Il senso africano per l’arte

L’Africa di Edoardo Di Muro è lunga e larga. Lui sostiene, con il suo caparbio accento francese, di averne visto tutte le capitali, e non si fatica a credergli.

Gli ultimi tre anni prima di tornare in Piemonte, li ha vissuti ad Addis Abeba. Qui ha illustrato un testo per l’apprendimento del francese.

Nel suo moto perpetuo ha incontrato anche molti artisti del continente, e imparato a stimarli. «Gli africani – ci dice con convinzione – hanno una forma di vitalità che non dico che è diversa dalla vostra… anzi dalla nostra (in fondo sono un bianco anch’io!), ma riesce a stimolare degli angoli della sensibilità che noi non riusciamo più a risvegliare. Per questo anche il risultato espressivo è di alto livello».

E cita qualcuno di questi artisti: il senegalese Souleymane Keita, «che si avvicina all’espressività di Alexander Calder»; Ousmane Sow, anch’egli dal Senegal, l’ormai celebre scultore dei Nuba e dei Maasai in formato maxi; Chéri Samba, del Congo, «sempre solare»; il camerunese Jean-Baptiste N’Gnetchupa, «che un giorno si è messo a scolpire banconote: un artista formidabile, che al posto del Capo di Stato metteva la sua faccia, o quella dello zio… Un’idea ironica: i soldi scolpiti nel legno!».

Freschezza di spirito

Nel campo dell’arte, insomma, Di Muro vede esplicitato ciò che scorge negli africani in generale: sono loro la promessa del mondo.

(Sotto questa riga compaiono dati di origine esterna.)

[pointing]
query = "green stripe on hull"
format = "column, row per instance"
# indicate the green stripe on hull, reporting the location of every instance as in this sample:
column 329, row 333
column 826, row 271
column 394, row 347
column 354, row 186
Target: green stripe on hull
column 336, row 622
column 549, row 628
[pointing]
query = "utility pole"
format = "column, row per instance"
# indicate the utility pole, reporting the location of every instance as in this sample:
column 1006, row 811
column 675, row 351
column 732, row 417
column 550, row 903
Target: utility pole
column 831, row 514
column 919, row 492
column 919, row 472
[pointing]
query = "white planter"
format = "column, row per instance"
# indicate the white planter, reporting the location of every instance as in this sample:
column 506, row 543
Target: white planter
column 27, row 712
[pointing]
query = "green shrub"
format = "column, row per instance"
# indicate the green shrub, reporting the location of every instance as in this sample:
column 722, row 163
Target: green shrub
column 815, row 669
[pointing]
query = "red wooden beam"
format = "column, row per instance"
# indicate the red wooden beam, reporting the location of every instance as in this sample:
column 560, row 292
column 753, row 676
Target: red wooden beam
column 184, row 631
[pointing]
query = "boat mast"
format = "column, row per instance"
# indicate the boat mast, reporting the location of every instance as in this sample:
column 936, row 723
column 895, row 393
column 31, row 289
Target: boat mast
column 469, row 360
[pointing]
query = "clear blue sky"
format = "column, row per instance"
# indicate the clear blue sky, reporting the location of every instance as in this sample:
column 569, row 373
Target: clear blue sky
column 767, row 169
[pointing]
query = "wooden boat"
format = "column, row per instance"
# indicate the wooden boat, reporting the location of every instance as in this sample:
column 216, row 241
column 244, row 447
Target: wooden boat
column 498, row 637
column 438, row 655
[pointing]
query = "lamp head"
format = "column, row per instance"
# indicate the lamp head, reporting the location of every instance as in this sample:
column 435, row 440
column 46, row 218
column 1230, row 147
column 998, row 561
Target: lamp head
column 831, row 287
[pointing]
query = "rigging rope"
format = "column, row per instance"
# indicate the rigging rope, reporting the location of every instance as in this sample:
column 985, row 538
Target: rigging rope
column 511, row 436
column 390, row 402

Da dove gli viene una simile convinzione, visto che ha sperimentato sulla sua pelle anche la durezza, la violenza dell’Africa? «Quando parli con un contadino piemontese – fa notare – lui ti dirà sempre “sì sì, sì sì…”, ma hai l’impressione di stare davanti a uno che sa già tutto: ti risponde con l’occhio già altrove. Il contadino africano, invece, quando gli parli ti ascolta… ti ascolta! Qualsiasi cosa tu dica, lui ascolta. E ti rendi conto che non lo fa soltanto per educazione, ma cercando di capire quello che davvero vuoi dire. Anche i giovani africani, se fai bene attenzione a come reagiscono quando si parla con loro, vedi che cercano di capire. I nostri giovani, invece, o non ti ascoltano neanche per sbaglio, o per loro le tue idee sono in partenza sorpassate, si ritengono superiori. Ma se sanno già tutto, vuol dire che sono alla fine del ciclo. Oggi tutti sanno tutto… e nessuno ascolta più.

Questa invece è una delle cose più belle dell’Africa: il loro modo di ascoltare è freschezza di spirito, è qualcuno che tende a qualcosa, che vuole imparare…».

Sembène Ousmane, il celebre scrittore e regista senegalese, firmò la prefazione alla prima pubblicazione di “Edo”. Con parole che sembrano fare eco a queste appena uscite dalla bocca dell’artista: «Edoardo, uomo di verità, preferisce mostrare l’Africa “interiore”, della quale condivide il destino».

I disegni dell’articolo sono tratti dalla mostra L’Africa di Edo prodotta nel 2006 dalla Rivista Africa, nella foto di apertura (courtesy Maurizio Totaro) l’illustratore Edoardo Di Muro nella sua casa in provincia di Cuneo.